What is one of the most memorable moments you’ve witness in the Olympics?
DS: “For me, in London, it was the victory of Felix Sanchez in the 400 meter hurdles. His victory in 2004 was expected but his victory in 2012 was not. With his grandmother dying, and the whole story leading up to his victory, to run the same exact time he did years earlier, it’s one of my most memorable and favorite moments of Olympic track and field.”
TF: “I’m a big distance running fan. The best thing to watch is a really good 10,000 meters, the worst thing is a bad 10,000 meters. In Sydney, there was a really good one between Ethiopia and Kenya in the men’s. The guys were really duking it out. They were neck and neck after running 9,400 meters. It was amazing to see these two guys flying at the end of the race.”
LJ: “My first games was Sydney, and it was incredibly emotional because of my own personal story of not being able to make a team twice, being fortunate enough to be selected as an analyst for those games, and being in the booth the night of the women’s 400 meter final when Cathy Freeman of Australia got into the blocks.
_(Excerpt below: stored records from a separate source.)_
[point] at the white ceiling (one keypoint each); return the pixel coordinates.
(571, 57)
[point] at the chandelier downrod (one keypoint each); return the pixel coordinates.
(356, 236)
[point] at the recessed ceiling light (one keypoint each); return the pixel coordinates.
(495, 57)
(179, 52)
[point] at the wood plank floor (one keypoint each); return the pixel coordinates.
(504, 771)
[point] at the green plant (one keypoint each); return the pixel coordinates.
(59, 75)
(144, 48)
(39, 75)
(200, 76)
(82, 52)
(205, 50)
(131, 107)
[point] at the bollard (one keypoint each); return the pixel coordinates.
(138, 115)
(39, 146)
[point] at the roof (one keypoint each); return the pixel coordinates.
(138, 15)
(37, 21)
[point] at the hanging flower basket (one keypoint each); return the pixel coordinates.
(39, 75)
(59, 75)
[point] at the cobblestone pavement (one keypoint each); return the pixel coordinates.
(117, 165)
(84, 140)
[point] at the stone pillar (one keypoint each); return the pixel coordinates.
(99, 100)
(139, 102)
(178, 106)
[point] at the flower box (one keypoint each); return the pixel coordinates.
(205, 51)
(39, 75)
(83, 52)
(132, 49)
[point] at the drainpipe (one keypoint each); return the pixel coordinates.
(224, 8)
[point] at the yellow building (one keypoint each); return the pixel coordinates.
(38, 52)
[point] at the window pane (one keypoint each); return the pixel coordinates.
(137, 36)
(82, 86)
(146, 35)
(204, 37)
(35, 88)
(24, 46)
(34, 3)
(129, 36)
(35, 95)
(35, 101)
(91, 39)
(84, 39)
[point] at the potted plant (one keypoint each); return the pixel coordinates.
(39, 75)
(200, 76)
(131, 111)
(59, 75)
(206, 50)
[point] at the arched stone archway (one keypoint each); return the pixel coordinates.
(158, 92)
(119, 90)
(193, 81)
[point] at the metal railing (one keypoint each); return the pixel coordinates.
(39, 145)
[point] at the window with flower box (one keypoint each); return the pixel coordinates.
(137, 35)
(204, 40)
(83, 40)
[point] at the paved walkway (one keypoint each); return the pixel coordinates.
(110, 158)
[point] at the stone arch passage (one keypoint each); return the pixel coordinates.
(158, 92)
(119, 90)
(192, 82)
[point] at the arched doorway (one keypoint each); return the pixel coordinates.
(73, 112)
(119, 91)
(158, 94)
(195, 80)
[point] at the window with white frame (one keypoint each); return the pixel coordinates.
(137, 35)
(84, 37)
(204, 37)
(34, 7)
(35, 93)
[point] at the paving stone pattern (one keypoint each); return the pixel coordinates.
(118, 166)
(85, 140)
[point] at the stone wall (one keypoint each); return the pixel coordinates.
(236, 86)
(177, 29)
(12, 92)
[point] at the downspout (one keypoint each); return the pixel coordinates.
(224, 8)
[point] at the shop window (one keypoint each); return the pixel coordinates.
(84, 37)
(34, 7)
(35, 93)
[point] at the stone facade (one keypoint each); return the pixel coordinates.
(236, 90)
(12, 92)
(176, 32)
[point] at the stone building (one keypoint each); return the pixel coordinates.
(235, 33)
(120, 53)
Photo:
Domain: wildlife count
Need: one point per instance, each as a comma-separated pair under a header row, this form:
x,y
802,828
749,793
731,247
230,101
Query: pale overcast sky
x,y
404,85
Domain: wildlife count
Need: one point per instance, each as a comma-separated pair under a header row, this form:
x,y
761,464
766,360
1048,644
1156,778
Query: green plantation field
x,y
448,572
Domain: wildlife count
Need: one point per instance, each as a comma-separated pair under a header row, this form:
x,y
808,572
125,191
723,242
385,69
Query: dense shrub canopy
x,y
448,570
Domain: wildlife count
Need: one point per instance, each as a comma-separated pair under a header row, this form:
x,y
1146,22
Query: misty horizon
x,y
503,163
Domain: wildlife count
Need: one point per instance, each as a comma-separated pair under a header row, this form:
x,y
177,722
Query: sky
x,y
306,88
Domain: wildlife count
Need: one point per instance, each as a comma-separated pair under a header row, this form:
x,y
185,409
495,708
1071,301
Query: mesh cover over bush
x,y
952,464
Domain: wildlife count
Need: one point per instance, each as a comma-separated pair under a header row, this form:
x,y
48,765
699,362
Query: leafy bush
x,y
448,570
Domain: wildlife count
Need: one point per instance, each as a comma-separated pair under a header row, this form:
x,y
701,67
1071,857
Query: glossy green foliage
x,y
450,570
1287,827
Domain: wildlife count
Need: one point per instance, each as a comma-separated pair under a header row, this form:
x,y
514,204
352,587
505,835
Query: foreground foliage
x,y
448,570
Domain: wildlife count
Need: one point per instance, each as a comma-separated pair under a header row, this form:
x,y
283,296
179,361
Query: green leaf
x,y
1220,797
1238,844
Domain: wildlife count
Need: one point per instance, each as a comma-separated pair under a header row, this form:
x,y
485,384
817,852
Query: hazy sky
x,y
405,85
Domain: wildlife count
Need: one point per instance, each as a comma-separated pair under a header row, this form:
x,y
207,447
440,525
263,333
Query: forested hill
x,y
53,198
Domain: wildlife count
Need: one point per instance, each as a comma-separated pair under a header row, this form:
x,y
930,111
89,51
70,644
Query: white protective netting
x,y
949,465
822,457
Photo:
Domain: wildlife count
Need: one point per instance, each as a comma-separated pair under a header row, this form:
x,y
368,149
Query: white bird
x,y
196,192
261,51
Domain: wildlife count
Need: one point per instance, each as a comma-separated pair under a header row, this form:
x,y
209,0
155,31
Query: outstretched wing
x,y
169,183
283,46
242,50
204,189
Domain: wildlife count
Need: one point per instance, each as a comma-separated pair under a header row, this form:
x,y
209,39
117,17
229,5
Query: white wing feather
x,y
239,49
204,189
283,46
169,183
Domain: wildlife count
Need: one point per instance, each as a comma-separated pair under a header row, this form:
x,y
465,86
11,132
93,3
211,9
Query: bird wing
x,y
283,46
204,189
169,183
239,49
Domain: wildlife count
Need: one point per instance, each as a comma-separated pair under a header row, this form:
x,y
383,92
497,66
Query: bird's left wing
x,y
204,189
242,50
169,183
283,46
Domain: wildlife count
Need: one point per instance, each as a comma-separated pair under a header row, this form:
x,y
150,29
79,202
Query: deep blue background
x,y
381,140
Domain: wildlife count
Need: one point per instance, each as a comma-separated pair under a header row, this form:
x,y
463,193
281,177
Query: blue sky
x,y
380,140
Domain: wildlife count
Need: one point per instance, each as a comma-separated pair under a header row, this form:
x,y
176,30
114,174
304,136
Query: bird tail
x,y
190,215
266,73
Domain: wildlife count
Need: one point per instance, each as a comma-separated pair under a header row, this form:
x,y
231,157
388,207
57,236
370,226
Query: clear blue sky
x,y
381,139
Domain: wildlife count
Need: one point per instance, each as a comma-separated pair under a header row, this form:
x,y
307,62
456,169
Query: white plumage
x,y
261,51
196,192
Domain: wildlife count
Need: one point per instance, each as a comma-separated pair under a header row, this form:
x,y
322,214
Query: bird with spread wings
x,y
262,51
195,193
Our play-by-play man Tom Hammond said, ‘Cathy Freeman has waited for this moment for four years, the Australian people have waited for this moment since 1964, and her aboriginal people have waited forever.’ Chills went up my spine because he gave a three-tiered perspective as to what this moment meant. And then I understood that as that entire stadium of 110,000 people went dead silent. Not only did the country go silent but the continent went silent, everyone stood still. And when the gun went off, the crowd exploded and she came around the track, at the home straight away she took the lead and she won, and it was overwhelming. I learned a lot of things in that moment about the power and value of being able to write because Mr. Hammond had some specific thoughts to really put the moment into perspective. I learned the value as a broadcaster when to shut up. There was three people chomping at the bit, but he put his hands up so no one would say anything after she finished the race. And he kept them there. The power of the natural sound, and the director changing the pictures was all you needed to see. It was unreal.
I learned so much in that moment. The magnitude it had on that woman, on the nation, and on her aboriginal people who had struggled and suffered in Australia for so many years. I would describe it as a sea of emotion that began to splash people in the stadium. All of us had tears coming down our face. It was that powerful.”